原文 · 未翻译
Oppo open-sources Android AI agent X-OmniClaw that uses your camera, screen, and voice without leaving the phone
Oppo's Multi-X team released X-OmniClaw, an open-source agent that taps into the camera, screen, and voice to get things done in real Android apps, all without routing through a cloud copy of your phone.
In the technical report, Oppo's AI Center draws a clear line between its approach and cloud phone platforms like RedFinger, Alibaba's Wuying, and Tencent Cloud Phone. Those services run agents inside virtualized Android instances in a data center. That means they can't touch local sensors, cameras, or private data.

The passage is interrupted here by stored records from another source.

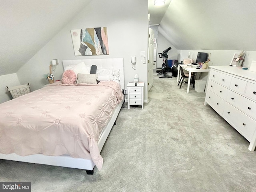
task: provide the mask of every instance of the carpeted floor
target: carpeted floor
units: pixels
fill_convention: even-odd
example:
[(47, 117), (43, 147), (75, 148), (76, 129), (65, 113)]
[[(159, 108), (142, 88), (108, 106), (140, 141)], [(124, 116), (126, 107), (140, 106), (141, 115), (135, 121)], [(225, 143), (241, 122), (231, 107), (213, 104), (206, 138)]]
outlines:
[(0, 181), (31, 181), (32, 192), (256, 191), (248, 142), (204, 105), (204, 93), (158, 77), (144, 109), (124, 104), (100, 171), (0, 160)]

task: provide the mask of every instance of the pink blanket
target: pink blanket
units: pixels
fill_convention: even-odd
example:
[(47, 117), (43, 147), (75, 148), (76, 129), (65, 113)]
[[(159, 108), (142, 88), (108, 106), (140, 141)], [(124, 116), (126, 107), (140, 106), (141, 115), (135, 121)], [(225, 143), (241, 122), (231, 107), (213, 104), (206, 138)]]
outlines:
[[(63, 86), (64, 85), (64, 86)], [(56, 83), (0, 104), (0, 153), (42, 153), (103, 159), (97, 142), (123, 98), (114, 82), (65, 86)]]

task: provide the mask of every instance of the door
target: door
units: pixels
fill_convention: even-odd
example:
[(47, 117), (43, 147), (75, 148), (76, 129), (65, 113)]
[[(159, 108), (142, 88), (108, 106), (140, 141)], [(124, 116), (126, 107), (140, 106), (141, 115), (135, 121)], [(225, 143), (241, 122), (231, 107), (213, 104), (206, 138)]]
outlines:
[(153, 85), (154, 71), (154, 30), (148, 28), (148, 90), (149, 91)]

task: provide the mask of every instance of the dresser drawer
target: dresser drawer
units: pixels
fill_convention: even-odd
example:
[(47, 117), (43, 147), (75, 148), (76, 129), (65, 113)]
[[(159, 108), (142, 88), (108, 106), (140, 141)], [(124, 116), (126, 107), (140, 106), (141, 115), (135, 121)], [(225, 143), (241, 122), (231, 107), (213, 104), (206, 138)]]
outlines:
[(208, 89), (224, 100), (226, 100), (228, 90), (227, 88), (212, 80), (210, 80), (208, 85)]
[(129, 92), (130, 93), (142, 93), (141, 87), (130, 87), (129, 88)]
[(142, 98), (142, 94), (140, 93), (130, 93), (130, 99), (141, 99)]
[(247, 82), (232, 77), (229, 88), (241, 94), (244, 94)]
[(231, 125), (249, 142), (256, 130), (256, 121), (226, 102), (223, 116), (231, 122)]
[(256, 102), (231, 90), (228, 91), (226, 101), (256, 120)]
[(224, 109), (225, 101), (211, 91), (208, 90), (206, 96), (206, 101), (219, 114), (222, 114)]
[(211, 70), (209, 76), (210, 79), (217, 82), (219, 79), (219, 77), (220, 74), (220, 73), (219, 72)]
[(223, 86), (229, 87), (232, 78), (232, 77), (230, 75), (220, 73), (218, 78), (217, 82)]
[(248, 82), (244, 95), (256, 101), (256, 84)]
[(141, 105), (142, 100), (141, 99), (130, 99), (130, 105)]

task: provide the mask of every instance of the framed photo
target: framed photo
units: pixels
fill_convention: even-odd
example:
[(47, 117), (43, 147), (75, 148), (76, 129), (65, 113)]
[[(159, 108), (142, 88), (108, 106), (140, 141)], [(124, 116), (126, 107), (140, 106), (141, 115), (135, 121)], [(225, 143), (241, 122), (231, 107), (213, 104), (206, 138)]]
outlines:
[[(245, 56), (245, 52), (243, 53), (243, 54), (241, 54), (241, 53), (235, 53), (234, 54), (234, 56), (233, 56), (233, 58), (232, 59), (231, 62), (229, 65), (230, 66), (241, 66), (243, 62), (243, 61), (244, 60), (244, 56)], [(239, 58), (239, 56), (240, 54), (242, 55), (242, 56), (240, 57), (240, 58), (238, 59), (239, 60), (238, 61), (237, 61), (238, 58)], [(242, 58), (242, 59), (241, 58)]]

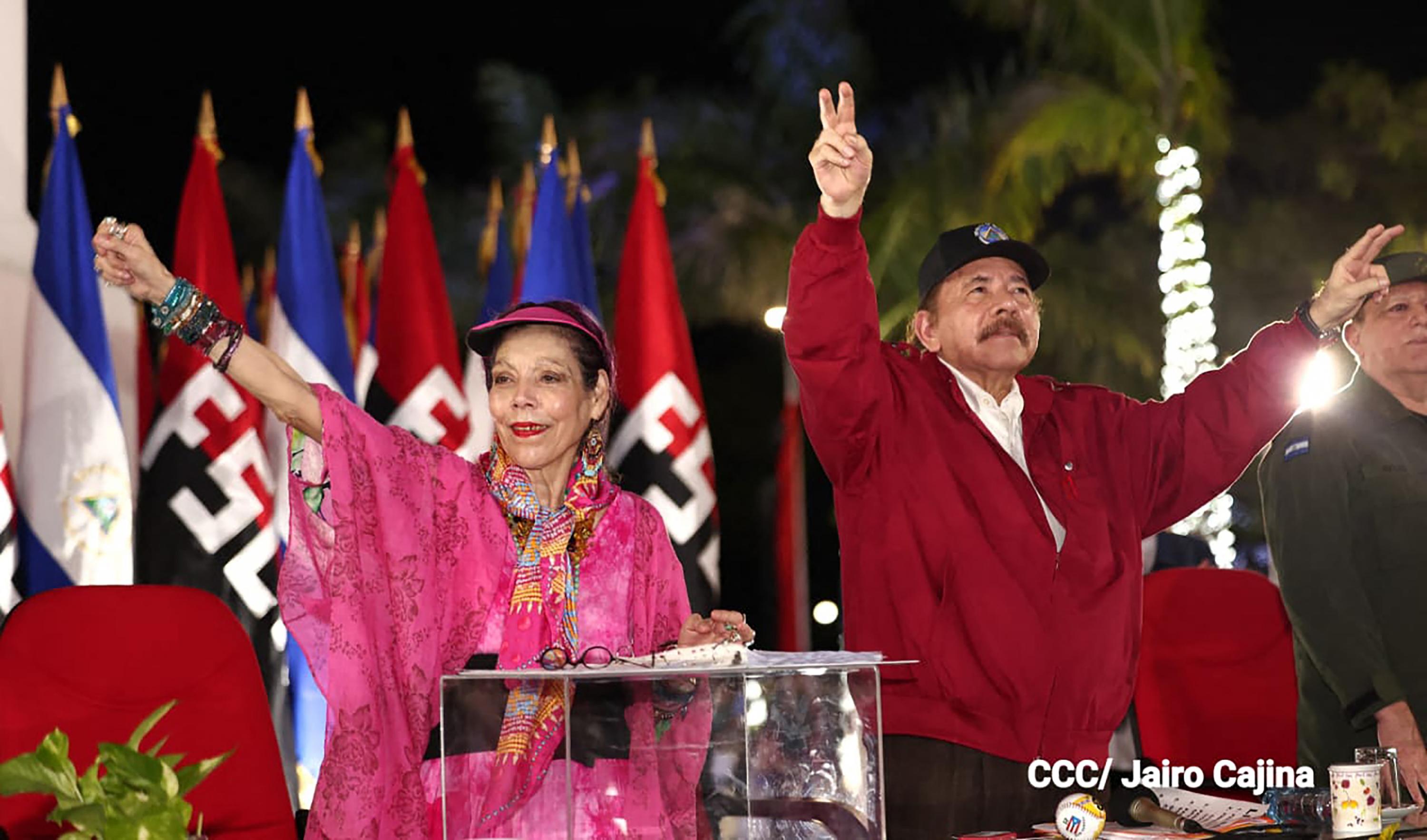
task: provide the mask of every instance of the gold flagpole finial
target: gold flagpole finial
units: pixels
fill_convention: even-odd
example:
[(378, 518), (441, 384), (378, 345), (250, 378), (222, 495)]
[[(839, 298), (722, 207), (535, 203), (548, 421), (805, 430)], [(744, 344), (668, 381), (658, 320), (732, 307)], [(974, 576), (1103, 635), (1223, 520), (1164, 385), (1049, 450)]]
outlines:
[(555, 147), (559, 145), (559, 140), (555, 138), (555, 116), (545, 114), (545, 121), (539, 128), (539, 165), (548, 165), (551, 155), (555, 154)]
[(54, 66), (54, 80), (50, 83), (50, 110), (59, 111), (60, 106), (70, 104), (70, 91), (64, 87), (64, 66)]
[(377, 215), (371, 220), (371, 244), (382, 245), (387, 242), (387, 210), (384, 207), (377, 208)]
[(307, 101), (307, 88), (297, 88), (297, 117), (293, 120), (293, 128), (301, 131), (303, 128), (313, 128), (313, 104)]
[(668, 190), (664, 188), (664, 181), (659, 180), (659, 174), (655, 171), (659, 168), (659, 154), (654, 147), (654, 120), (649, 117), (644, 118), (644, 124), (639, 126), (639, 157), (649, 158), (649, 177), (654, 178), (654, 197), (659, 207), (669, 198)]
[(313, 158), (313, 171), (323, 177), (323, 155), (317, 154), (317, 126), (313, 123), (313, 104), (307, 100), (307, 88), (297, 88), (297, 118), (293, 128), (301, 131), (307, 128), (307, 157)]
[(505, 195), (501, 194), (499, 175), (494, 175), (491, 177), (491, 194), (485, 200), (485, 217), (499, 217), (502, 210), (505, 210)]
[(214, 160), (223, 160), (223, 150), (218, 148), (218, 118), (213, 116), (213, 91), (207, 90), (198, 103), (198, 140), (208, 147)]
[[(60, 108), (70, 104), (70, 91), (64, 86), (64, 66), (54, 66), (54, 80), (50, 83), (50, 126), (54, 127), (54, 133), (60, 131)], [(68, 120), (64, 121), (66, 128), (70, 131), (70, 137), (80, 133), (80, 121), (70, 111)], [(46, 163), (46, 170), (49, 170), (49, 163)]]
[(584, 181), (579, 177), (582, 174), (579, 168), (579, 145), (575, 144), (574, 137), (565, 143), (565, 212), (569, 212), (575, 208), (575, 198), (579, 197), (579, 191), (584, 187)]
[(218, 138), (218, 120), (213, 116), (213, 91), (203, 91), (203, 101), (198, 103), (198, 137), (204, 140)]
[(411, 111), (402, 107), (397, 111), (397, 148), (407, 148), (415, 144), (415, 140), (411, 137)]

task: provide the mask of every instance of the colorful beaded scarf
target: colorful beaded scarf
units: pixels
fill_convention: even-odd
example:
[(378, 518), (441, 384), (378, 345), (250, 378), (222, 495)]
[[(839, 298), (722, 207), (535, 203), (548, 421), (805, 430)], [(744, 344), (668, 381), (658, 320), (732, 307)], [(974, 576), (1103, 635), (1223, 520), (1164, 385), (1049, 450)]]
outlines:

X-OmniClaw takes the opposite route. It runs directly on the physical Android device. Core logic for perception, control, and app interaction all live on the phone itself. A cloud language model only gets called in as "fuel" for higher-level reasoning when needed, the report says. It doesn't name the specific local models involved, but it does list components like an on-device grounding model and OCR for detecting tappable UI elements.
Camera, screen, and voice feed into a single pipeline
The agent bundles three perception channels into one pipeline. A vision-language model first interprets the scene along with the user's request before triggering any action.

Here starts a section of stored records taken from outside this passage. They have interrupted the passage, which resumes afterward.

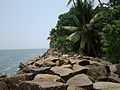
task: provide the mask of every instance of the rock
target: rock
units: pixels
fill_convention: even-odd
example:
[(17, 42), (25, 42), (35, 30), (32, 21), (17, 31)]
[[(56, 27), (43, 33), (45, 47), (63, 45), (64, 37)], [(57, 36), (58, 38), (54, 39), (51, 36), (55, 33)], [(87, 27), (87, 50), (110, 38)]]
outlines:
[(56, 61), (56, 66), (61, 66), (63, 64), (65, 64), (64, 60), (58, 60), (58, 61)]
[(100, 63), (98, 61), (92, 61), (92, 60), (90, 60), (90, 64), (91, 65), (103, 65), (102, 63)]
[(78, 74), (67, 81), (70, 86), (87, 87), (92, 85), (92, 81), (85, 74)]
[(106, 67), (104, 65), (88, 65), (87, 67), (89, 68), (87, 75), (93, 77), (95, 80), (97, 80), (99, 77), (108, 75)]
[(120, 89), (120, 84), (112, 82), (95, 82), (93, 88), (97, 90), (114, 90), (114, 88)]
[(62, 81), (61, 77), (51, 74), (38, 74), (35, 76), (34, 81)]
[(58, 67), (58, 66), (52, 67), (50, 70), (53, 72), (53, 74), (59, 75), (63, 78), (64, 77), (69, 78), (70, 74), (73, 73), (72, 69), (62, 68), (62, 67)]
[(79, 65), (81, 66), (90, 65), (90, 61), (86, 59), (82, 59), (79, 61)]
[(116, 65), (110, 65), (109, 67), (110, 67), (111, 72), (116, 72), (117, 71)]
[(79, 59), (72, 59), (72, 58), (70, 58), (70, 63), (72, 65), (78, 63), (79, 61), (80, 61)]
[(74, 64), (73, 65), (73, 71), (74, 72), (79, 72), (79, 73), (86, 73), (88, 71), (89, 68), (84, 67), (84, 66), (80, 66), (78, 64)]
[(22, 72), (24, 73), (34, 73), (34, 74), (38, 74), (38, 73), (45, 73), (47, 72), (51, 67), (46, 66), (46, 67), (25, 67)]
[(0, 90), (9, 90), (5, 82), (0, 81)]
[(34, 63), (35, 66), (41, 67), (43, 65), (44, 61), (43, 60), (39, 60), (37, 62)]
[(107, 82), (114, 82), (114, 83), (120, 83), (120, 78), (119, 77), (114, 77), (114, 76), (103, 76), (99, 77), (98, 81), (107, 81)]
[(86, 90), (86, 89), (82, 87), (68, 86), (67, 90)]
[(116, 71), (114, 71), (116, 74), (120, 76), (120, 64), (116, 64)]
[(20, 90), (67, 90), (67, 85), (54, 81), (24, 81), (19, 86)]
[(67, 65), (62, 65), (61, 67), (62, 67), (62, 68), (70, 68), (70, 69), (71, 69), (71, 68), (72, 68), (72, 65), (67, 64)]

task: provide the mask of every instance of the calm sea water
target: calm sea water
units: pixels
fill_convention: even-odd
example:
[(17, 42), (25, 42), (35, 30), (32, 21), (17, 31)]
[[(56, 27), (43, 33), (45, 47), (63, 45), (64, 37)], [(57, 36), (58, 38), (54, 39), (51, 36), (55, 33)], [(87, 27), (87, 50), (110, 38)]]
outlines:
[(15, 74), (20, 62), (42, 55), (47, 49), (0, 50), (0, 73)]

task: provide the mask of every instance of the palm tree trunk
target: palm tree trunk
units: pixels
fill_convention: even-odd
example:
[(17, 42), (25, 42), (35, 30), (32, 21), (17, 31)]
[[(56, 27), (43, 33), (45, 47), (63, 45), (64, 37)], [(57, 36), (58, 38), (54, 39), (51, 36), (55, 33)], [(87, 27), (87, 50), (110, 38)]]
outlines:
[(98, 0), (98, 2), (99, 2), (99, 4), (100, 4), (100, 6), (101, 6), (101, 7), (103, 7), (103, 4), (102, 4), (102, 2), (101, 2), (100, 0)]

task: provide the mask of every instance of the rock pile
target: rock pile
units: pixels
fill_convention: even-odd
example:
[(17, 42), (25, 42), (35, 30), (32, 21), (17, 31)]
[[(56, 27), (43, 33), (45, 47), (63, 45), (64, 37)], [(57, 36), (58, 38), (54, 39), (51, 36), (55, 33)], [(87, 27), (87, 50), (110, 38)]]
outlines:
[(0, 90), (120, 90), (120, 64), (49, 49), (13, 77), (0, 76)]

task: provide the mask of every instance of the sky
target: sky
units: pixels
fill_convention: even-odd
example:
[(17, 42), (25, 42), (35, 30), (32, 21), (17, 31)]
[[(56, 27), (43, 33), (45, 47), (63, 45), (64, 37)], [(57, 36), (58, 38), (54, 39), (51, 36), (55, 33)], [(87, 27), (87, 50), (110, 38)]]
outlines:
[(68, 11), (66, 4), (67, 0), (0, 0), (0, 49), (48, 48), (49, 32)]

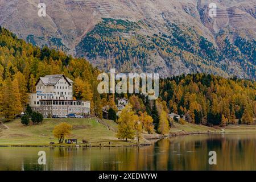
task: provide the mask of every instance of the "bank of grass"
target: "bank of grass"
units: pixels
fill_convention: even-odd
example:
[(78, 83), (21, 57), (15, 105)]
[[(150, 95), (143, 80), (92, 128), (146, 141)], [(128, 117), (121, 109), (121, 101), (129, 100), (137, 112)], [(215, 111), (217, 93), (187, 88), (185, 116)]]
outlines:
[(176, 134), (189, 134), (200, 133), (238, 133), (238, 132), (256, 132), (255, 124), (247, 125), (229, 125), (228, 126), (209, 127), (203, 125), (195, 125), (185, 122), (184, 125), (174, 122), (174, 127), (170, 129), (170, 133)]
[[(136, 144), (135, 140), (128, 142), (117, 138), (118, 125), (111, 120), (103, 119), (112, 128), (98, 122), (97, 118), (49, 118), (44, 119), (42, 124), (24, 126), (20, 119), (5, 122), (5, 126), (0, 127), (0, 146), (48, 146), (50, 142), (55, 142), (55, 146), (76, 146), (76, 144), (58, 144), (57, 138), (52, 134), (54, 126), (65, 122), (72, 125), (72, 135), (69, 138), (78, 139), (79, 144), (85, 146), (130, 146)], [(188, 135), (204, 133), (234, 132), (256, 132), (256, 125), (230, 125), (227, 127), (210, 127), (203, 125), (195, 125), (185, 122), (184, 125), (174, 122), (168, 135)], [(156, 133), (148, 134), (144, 132), (141, 144), (150, 143), (148, 139), (163, 137)], [(82, 143), (85, 139), (87, 143)]]
[[(68, 138), (77, 139), (80, 144), (81, 144), (82, 139), (88, 142), (87, 144), (84, 144), (88, 146), (135, 144), (134, 141), (125, 142), (118, 140), (114, 131), (109, 130), (94, 118), (51, 118), (44, 119), (42, 124), (34, 125), (31, 123), (28, 126), (23, 126), (20, 119), (5, 122), (4, 124), (9, 129), (0, 131), (0, 146), (48, 146), (50, 142), (55, 142), (55, 146), (65, 146), (65, 144), (58, 144), (57, 139), (55, 138), (52, 134), (54, 126), (62, 122), (72, 125), (72, 135)], [(109, 120), (108, 123), (112, 126), (117, 125)]]

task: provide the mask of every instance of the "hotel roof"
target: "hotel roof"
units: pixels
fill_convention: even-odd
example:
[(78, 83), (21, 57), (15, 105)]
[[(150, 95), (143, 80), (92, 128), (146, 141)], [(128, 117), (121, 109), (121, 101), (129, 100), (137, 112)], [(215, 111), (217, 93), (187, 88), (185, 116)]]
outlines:
[(55, 85), (61, 77), (64, 77), (69, 85), (74, 82), (68, 77), (66, 77), (63, 74), (61, 75), (46, 75), (44, 77), (40, 77), (36, 83), (36, 85), (38, 83), (39, 80), (43, 82), (44, 85)]

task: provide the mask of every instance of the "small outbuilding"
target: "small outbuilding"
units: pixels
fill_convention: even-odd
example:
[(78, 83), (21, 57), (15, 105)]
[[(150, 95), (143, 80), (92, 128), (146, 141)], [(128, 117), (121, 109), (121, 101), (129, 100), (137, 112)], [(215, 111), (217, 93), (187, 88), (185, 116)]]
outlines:
[(174, 118), (177, 118), (178, 119), (180, 119), (180, 115), (179, 114), (175, 114), (175, 113), (172, 113), (170, 114), (169, 114), (169, 117), (170, 118), (173, 119), (174, 119)]

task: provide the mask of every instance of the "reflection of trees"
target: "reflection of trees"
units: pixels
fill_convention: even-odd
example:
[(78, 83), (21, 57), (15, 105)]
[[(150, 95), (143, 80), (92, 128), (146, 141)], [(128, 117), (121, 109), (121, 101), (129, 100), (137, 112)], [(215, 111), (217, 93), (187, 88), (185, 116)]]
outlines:
[[(255, 170), (256, 134), (172, 137), (135, 147), (0, 148), (0, 170)], [(38, 164), (39, 151), (47, 165)], [(208, 152), (217, 152), (217, 165)]]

In the researchers' example, a user asks "How much does this cost on Taobao?" while pointing the camera at a product. The system rephrases that internally to "price of Evian spray on Taobao" and only then hands the structured intent off for execution.
Photo gallery becomes searchable memory
For long-term memory, X-OmniClaw condenses local data into semantic entries. During idle time, gallery photos get processed into compact descriptions of objects, scenes, and events, then stored in a Markdown file.
Every entry runs through a filter designed to strip out sensitive info before it's saved. The report flags upload risks tied to cloud vision. Moving to on-device models is the next step, the report says, so raw images never have to leave the phone.